The Government said the move would allow critical workers and those whose work "absolutely cannot be done from home" to keep commuting, as well as allowing people dependent on their cars to make essential trips such as shopping for necessities.

It comes after the Department for Transport (DfT) last week suspended MoTs for lorries, buses and coaches for up to three months.

Mr Shapps said: “We must ensure those on the frontline of helping the nation combat Covid-19 are able to do so. 

"Allowing this temporary exemption from vehicle testing will enable vital services such as deliveries to continue, frontline workers to get to work, and people get essential food and medicine. Safety is key, which is why garages will remain open for essential repair work."

From March 30, vehicle MoT dates will update about a week before the test is due, pushing them back six months. 

The DfT said motorists whose MoTs are due before March 30 still need to have their test, but that those unable to make the appointment this week due to self-isolating will be able to have tests done at a later date. 

Ministers said they are currently in talks with the police and insurers to make sure drivers delaying their tests this week are not unfairly penalised.

For drivers whose tests are due from March 30, the exemption will mean their MoT is valid for another six months, so it will not affect their insurance policies.

A spokesman for the Association of British Insurers said: "In this unprecedented situation, insurers will not penalise you if you can't get an MoT. Safety is paramount, so check your brakes, tyres and lights before driving."

Meanwhile, mechanics have been classed by the Government as key workers, so garages can remain open during the lockdown. 

The Independent Garage Association (IGA) told The Telegraph that while some garages had already closed due to a sharp drop in trade in recent weeks, others were remaining open for essential repairs.

Stuart James, the CEO of the IGA, said: "The MoT business is a large part of the independent garage sector. 

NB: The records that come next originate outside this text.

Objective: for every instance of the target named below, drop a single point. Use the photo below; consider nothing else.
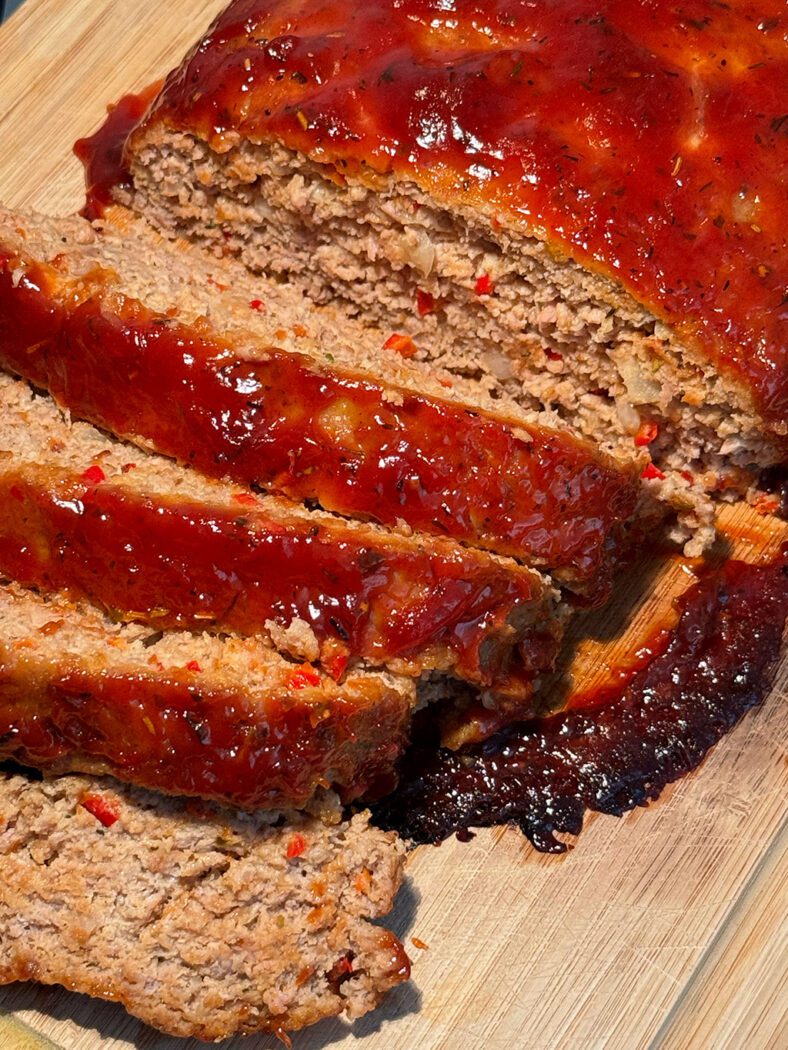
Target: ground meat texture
(193, 714)
(285, 400)
(153, 542)
(391, 175)
(226, 923)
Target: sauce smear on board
(616, 753)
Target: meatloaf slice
(580, 205)
(241, 378)
(202, 922)
(156, 543)
(222, 717)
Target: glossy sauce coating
(170, 733)
(615, 752)
(291, 425)
(102, 153)
(180, 564)
(646, 141)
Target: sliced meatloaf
(242, 378)
(156, 543)
(580, 205)
(221, 717)
(202, 922)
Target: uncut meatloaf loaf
(243, 379)
(579, 203)
(220, 717)
(153, 542)
(200, 921)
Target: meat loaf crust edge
(153, 542)
(219, 717)
(295, 420)
(620, 240)
(226, 924)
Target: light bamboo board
(664, 929)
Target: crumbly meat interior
(483, 302)
(202, 922)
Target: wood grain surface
(664, 929)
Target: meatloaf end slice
(227, 923)
(153, 542)
(503, 212)
(218, 716)
(293, 399)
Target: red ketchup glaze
(622, 752)
(646, 141)
(165, 562)
(102, 153)
(441, 468)
(162, 732)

"Due to the number of garages that have already closed down, there will be additional work for the ones that are staying open. I suspect there will be more that will close after hearing this announcement, but there will be others that try to tough it out and the ones that are left will be supporting the essential workers."

The MoT exemption was welcomed by the AA, but the association urged drivers to take extra care to keep their vehicles roadworthy during the suspension.

Edmund King, the AA president, said: "In the circumstances, I think this is a pragmatic and sensible move. We are still saying to drivers to check your tyres and do your basic maintenance. Don’t abuse it."